All right, that’s very helpful. And then one more if I may. Tim, can you just talk a little bit about how you are thinking about pricing this year. I mean still kind of a very heavily deflationary environment. Can you just talk about kind of where do you feel comfortable in terms of – what do you feel comfortable with in terms of pricing for this year? Could we actually see that go flat or should we still see the kind of the traditionally kind of 100 to 300 basis points.

Tim Tevens

Analyst

Yes, I think that would be my expectation is that we would continue to see what we’ve always seen from this company is this 100 to 200 basis points kind of level. I think though Schon to be honest with you, it will be at the lower level. It’s not going to be towards the 200 or 300 level, it’s going to be towards the 100 level in terms of basis points improvement. It is tough to get price and harder to get price, but our channel partner do expect it and we got to do it in a smart way and we will continue to do that in a smart way.

Greg Rustowicz

Analyst

And Schon, yes I was just going to add on. So pricing in the first quarter was up 1% and the price increases in North America, our biggest market have already been implemented.

Schon Williams

Analyst

And want about – I mean Europe normally is down I think later kind of in the fiscal year. I mean should we expect kind of you know very most pricing there or kind of little to no pricing.

Greg Rustowicz

Analyst

Europe has also – they did their price increases earlier in the calendar year as well. So I wouldn’t expect anymore coming out of Europe given the weak economy that we are currently in there.

Schon Williams

Analyst

Okay. Thanks guys.

Tim Tevens

Analyst

Thanks Schon.

Operator

Operator

Ladies and gentlemen, we have reached the end of the question-and-answer session and I would like to turn the floor back to Tim Tevens for closing remarks.

Tim Tevens

Analyst

Thank you, David. We are well positioned to integrate Columbus McKinnon and Magnetek together to trade full value for all of our stake holders. This is a fabulous acquisition that we are looking forward to closing in September.

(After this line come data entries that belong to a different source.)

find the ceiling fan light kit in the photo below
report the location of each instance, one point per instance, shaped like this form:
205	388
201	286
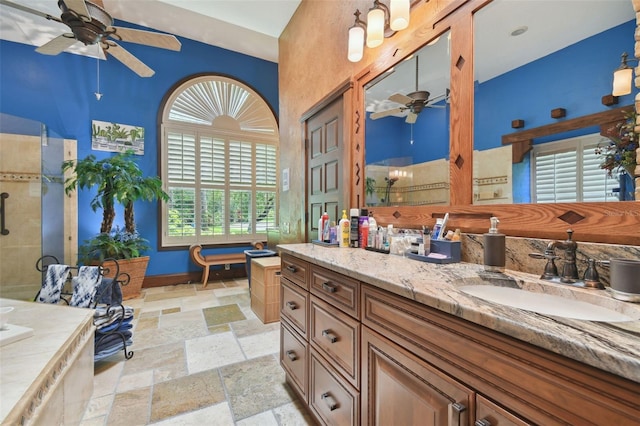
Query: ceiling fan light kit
91	24
382	22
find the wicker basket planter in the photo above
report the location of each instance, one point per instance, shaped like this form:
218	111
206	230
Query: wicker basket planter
136	267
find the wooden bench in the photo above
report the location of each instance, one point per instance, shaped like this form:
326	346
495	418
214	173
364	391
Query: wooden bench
205	262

Of course we will also continue to focus our efforts on growing this market share around the world that we just spoke of. I want to thank all of our Columbus McKinnon associates around the world for their dedication to excellence in making our company a stronger, market leading company and as always we appreciate your time today. Thanks very much.

Operator

Operator

This concludes today's teleconference. Thank you for your participation. You may disconnect your lines at this time.